Roughly $361bn of higher-rated, investment grade bonds have been upgraded in the past two months, including a record $184bn in June, according to data from Bank of America.

The brisk pace shows credit rating agencies such as S&P Global, Moody’s and Fitch believe the economic recovery spurred by vaccine rollouts has made corporate debt piles more manageable. It also reflects the abundant liquidity and low borrowing costs available to many companies, in part thanks to monetary stimulus from the Federal Reserve.

“I don’t think you could have anticipated the vaccine, the economic growth, and the strong availability of really low-rated debt,” said Christina Padgett, senior vice-president of Moody’s Corporate Finance Group. 

Rating agencies, which had been chastised after the 2008 financial crisis for giving pristine grades to bonds that ultimately defaulted, moved swiftly during the pandemic to downgrade their assessments on swaths of debt.

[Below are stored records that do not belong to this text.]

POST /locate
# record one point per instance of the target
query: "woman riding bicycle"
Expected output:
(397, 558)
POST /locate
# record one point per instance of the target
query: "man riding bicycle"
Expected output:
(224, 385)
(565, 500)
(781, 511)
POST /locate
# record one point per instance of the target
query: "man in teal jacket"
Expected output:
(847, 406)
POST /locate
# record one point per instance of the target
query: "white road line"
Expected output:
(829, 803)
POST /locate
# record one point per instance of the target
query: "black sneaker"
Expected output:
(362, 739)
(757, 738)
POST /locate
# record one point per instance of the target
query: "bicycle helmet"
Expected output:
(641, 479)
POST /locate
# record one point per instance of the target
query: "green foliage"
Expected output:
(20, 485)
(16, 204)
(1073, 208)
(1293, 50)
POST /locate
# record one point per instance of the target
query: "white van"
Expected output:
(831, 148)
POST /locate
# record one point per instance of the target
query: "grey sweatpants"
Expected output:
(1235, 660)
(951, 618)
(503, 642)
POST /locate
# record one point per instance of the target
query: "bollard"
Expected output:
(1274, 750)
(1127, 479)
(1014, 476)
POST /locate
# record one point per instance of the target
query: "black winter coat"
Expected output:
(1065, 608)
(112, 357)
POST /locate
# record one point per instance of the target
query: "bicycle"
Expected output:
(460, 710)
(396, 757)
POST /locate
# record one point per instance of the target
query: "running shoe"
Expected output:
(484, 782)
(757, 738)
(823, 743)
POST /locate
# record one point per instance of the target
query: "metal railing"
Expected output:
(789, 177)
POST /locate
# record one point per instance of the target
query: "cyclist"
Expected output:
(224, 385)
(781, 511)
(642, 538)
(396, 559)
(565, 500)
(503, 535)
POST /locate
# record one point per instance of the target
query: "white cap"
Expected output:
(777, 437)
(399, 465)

Ratings on nearly $1tn of US investment grade corporate debt were cut in March and April of 2020, the BofA data showed, out of about $7.6tn outstanding.

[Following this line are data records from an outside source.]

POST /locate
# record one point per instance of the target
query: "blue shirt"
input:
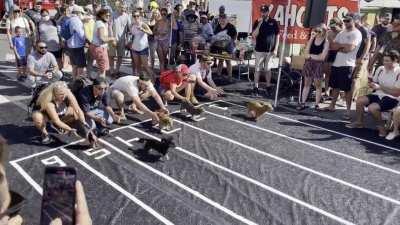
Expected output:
(78, 33)
(20, 45)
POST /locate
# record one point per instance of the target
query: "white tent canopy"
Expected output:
(380, 4)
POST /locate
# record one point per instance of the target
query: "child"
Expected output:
(19, 46)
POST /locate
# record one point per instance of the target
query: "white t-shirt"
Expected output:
(96, 34)
(388, 78)
(129, 85)
(348, 37)
(196, 70)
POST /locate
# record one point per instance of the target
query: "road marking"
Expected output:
(322, 128)
(28, 178)
(394, 201)
(255, 182)
(182, 186)
(118, 188)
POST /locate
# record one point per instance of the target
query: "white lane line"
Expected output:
(218, 107)
(177, 183)
(72, 143)
(268, 188)
(28, 178)
(369, 192)
(118, 188)
(323, 128)
(308, 143)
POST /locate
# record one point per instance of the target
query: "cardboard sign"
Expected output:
(294, 14)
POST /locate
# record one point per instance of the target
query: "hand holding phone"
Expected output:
(59, 194)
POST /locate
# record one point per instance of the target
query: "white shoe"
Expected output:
(391, 136)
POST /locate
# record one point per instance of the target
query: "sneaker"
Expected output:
(391, 136)
(46, 139)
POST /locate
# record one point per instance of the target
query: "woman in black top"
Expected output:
(316, 51)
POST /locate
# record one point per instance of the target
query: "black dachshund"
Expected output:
(162, 146)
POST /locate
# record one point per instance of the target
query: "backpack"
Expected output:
(65, 31)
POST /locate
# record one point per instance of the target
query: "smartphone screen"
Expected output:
(59, 195)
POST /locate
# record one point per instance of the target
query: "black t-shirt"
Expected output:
(231, 30)
(266, 39)
(88, 102)
(365, 35)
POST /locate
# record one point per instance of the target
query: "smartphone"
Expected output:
(58, 195)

The US economy, which shrank 3.5 per cent last year, is forecast to grow about 6.6 per cent in 2021, according to a Bloomberg survey of economists. Profits for S&P 500 companies are projected to rise more than 60 per cent in the second quarter from the same period last year, when economic activity stalled, according to Refinitiv data collating analysts’ forecasts.

As prospects are improving for investment grade bonds, so too are those for riskier junk-rated companies. Analysts at Citigroup predicted $200bn of corporate debt will rise to investment grade by the end of 2022. Already, $18bn worth of junk debt has been lifted up the ratings ladder to investment grade so far this year, the bank’s data showed.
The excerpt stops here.